Server memory usage scales with the number of connected agents. For autoscaling guidance, see Trust Domain Server Metrics — Resource Management and Autoscaling.

Agent

These initial settings are based on real-world operations, but we recommend adjustment based on the number of nodes, pods, and the capabilities of the underlying hardware.

agent:
resources:
requests:
memory: "64Mi"
cpu: "25m"
limits:
memory: "256Mi"
cpu: "125m"

CSI Driver

These resource settings will work across a broad range of workloads and scaling characteristics. However, we recommend that you use your metrics to adjust them as necessary.

csiDriver:
resources:
requests:
cpu: "50m"
memory: "64Mi"
limits:
cpu: "150m"
memory: "196Mi"

The fix in CSI driver 0.2.11 reduces peak memory in the mount-info parsing path that the driver hits during kubelet's periodic per-volume health checks. Use a spirl-system release that bundles CSI driver 0.2.11 or later. If your spirl-system chart's bundled CSI driver is older than 0.2.11, set images.csiDriver.tag: "0.2.11" in your Helm values until you upgrade to a release that bundles the patched driver by default.

Reflector

If you are running the Reflector, use the following formula as a starting point for memory sizing:

Memory (MiB) = 50 + (0.5 × Agents) + (0.004 × DistinctSVIDs)
  • 50 MiB — base memory plus offline-events buffer overhead.
  • 0.5 MiB per agent — gRPC connection overhead.
  • 0.004 MiB per SVID — ~4 KiB per distinct SVID.

Example: 50 agents + 100 SVIDs = 75.4 MiB.

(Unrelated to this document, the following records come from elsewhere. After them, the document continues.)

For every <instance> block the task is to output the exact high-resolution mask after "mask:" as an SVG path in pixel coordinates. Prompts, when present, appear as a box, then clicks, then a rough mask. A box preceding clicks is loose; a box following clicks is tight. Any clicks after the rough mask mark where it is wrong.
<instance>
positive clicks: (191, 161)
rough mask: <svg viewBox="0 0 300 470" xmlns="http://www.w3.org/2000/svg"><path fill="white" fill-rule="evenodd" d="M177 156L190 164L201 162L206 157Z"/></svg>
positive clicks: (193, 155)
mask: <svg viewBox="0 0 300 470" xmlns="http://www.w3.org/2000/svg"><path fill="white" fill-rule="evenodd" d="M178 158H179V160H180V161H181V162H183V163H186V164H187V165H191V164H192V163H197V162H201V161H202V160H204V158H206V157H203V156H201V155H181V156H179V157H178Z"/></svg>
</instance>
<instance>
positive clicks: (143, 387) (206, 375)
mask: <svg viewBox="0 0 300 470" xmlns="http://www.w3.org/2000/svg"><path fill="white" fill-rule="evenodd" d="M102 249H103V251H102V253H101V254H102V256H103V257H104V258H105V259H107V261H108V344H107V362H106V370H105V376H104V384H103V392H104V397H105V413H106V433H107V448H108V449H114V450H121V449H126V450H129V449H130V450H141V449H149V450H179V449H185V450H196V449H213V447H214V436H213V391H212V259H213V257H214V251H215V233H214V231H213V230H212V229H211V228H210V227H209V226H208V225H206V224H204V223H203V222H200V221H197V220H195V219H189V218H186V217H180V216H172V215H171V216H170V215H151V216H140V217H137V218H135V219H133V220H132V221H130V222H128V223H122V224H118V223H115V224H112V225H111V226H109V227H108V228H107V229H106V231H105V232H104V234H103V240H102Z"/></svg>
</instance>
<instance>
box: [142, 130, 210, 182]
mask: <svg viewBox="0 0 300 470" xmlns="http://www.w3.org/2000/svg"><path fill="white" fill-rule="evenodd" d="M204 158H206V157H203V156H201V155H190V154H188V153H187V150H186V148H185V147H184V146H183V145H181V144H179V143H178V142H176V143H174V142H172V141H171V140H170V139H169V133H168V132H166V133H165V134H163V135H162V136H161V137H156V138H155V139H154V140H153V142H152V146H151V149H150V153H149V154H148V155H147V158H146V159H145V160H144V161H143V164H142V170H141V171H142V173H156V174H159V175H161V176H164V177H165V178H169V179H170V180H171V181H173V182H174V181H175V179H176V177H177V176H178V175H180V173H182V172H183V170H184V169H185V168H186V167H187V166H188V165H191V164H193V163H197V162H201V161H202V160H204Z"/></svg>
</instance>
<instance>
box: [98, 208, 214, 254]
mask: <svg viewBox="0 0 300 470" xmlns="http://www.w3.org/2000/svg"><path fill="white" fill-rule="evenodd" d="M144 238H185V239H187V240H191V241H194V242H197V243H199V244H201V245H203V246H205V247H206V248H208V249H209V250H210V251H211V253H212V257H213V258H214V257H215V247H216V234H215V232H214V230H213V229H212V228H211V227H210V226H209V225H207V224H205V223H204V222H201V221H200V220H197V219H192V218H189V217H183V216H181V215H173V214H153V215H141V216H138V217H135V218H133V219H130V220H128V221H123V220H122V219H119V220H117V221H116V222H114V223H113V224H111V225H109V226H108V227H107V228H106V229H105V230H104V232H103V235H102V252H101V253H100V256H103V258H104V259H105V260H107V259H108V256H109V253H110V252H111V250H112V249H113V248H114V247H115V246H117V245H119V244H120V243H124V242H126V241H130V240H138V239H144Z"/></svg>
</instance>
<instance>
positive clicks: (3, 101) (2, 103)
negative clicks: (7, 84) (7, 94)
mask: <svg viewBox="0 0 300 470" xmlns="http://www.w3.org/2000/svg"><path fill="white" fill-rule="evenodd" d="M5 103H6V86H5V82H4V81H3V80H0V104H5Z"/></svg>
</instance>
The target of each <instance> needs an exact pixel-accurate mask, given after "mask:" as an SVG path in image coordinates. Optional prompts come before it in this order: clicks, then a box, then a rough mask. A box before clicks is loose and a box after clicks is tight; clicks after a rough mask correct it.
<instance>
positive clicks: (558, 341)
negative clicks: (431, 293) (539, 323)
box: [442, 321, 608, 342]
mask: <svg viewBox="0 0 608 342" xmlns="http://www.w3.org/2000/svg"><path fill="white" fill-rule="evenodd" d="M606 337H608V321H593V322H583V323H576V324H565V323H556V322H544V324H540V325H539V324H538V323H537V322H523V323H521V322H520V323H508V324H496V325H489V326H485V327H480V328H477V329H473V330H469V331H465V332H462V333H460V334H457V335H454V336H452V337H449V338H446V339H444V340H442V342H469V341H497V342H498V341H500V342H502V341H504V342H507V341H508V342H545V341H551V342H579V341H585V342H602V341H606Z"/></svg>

The formula was calibrated against small-to-medium deployments. For clusters with several hundred agents or more, treat it as a lower bound and validate against observed memory usage; if you see numbers significantly higher than the formula predicts, contact Defakto Support.

Common pitfalls

  • No memory limit at all. The Helm charts ship without resource requests or limits set by default. In production, set both — without them, the Kubernetes scheduler can't make good placement decisions and pods become BestEffort QoS, which means they're killed first under node memory pressure.
  • Sizing only against steady-state memory. Several components (notably the CSI driver) have transient burst spikes during scale-out that can exceed steady-state by 10× or more. Size against observed peaks, not averages.

Validating your sizing

After rolling out the recommended values, watch the following for one to two weeks before tightening or relaxing limits:

  1. Peak memory vs. limit. Track container_memory_working_set_bytes against kube_pod_container_resource_limits (resource="memory"). Aim for peaks below 70% of the limit during normal operation. PromQL examples are in Kubernetes Platform Monitoring.
  2. OOM events. Track container_oom_events_total. Any non-zero count for a Defakto component means the limit is too low — increase it and continue monitoring. The runbooks (agent, server) cover the diagnostic flow.
  3. CPU throttling. Track container_cpu_cfs_throttled_seconds_total. Sustained throttling means the CPU limit is too low and is likely contributing to elevated request latency.
  4. Burst vs. steady state. During a node scale-out or autoscaling event, capture peak memory for the CSI driver and Reflector and compare against steady state. Components with large burst-to-steady ratios should be sized for the peak, not the average.
  5. After two weeks of clean numbers, you can tighten limits — but leave headroom so future spikes don't trigger an OOM. If you're unsure, leave the recommended values in place; the cost of over-provisioning is small relative to the cost of an OOM during a customer-visible event.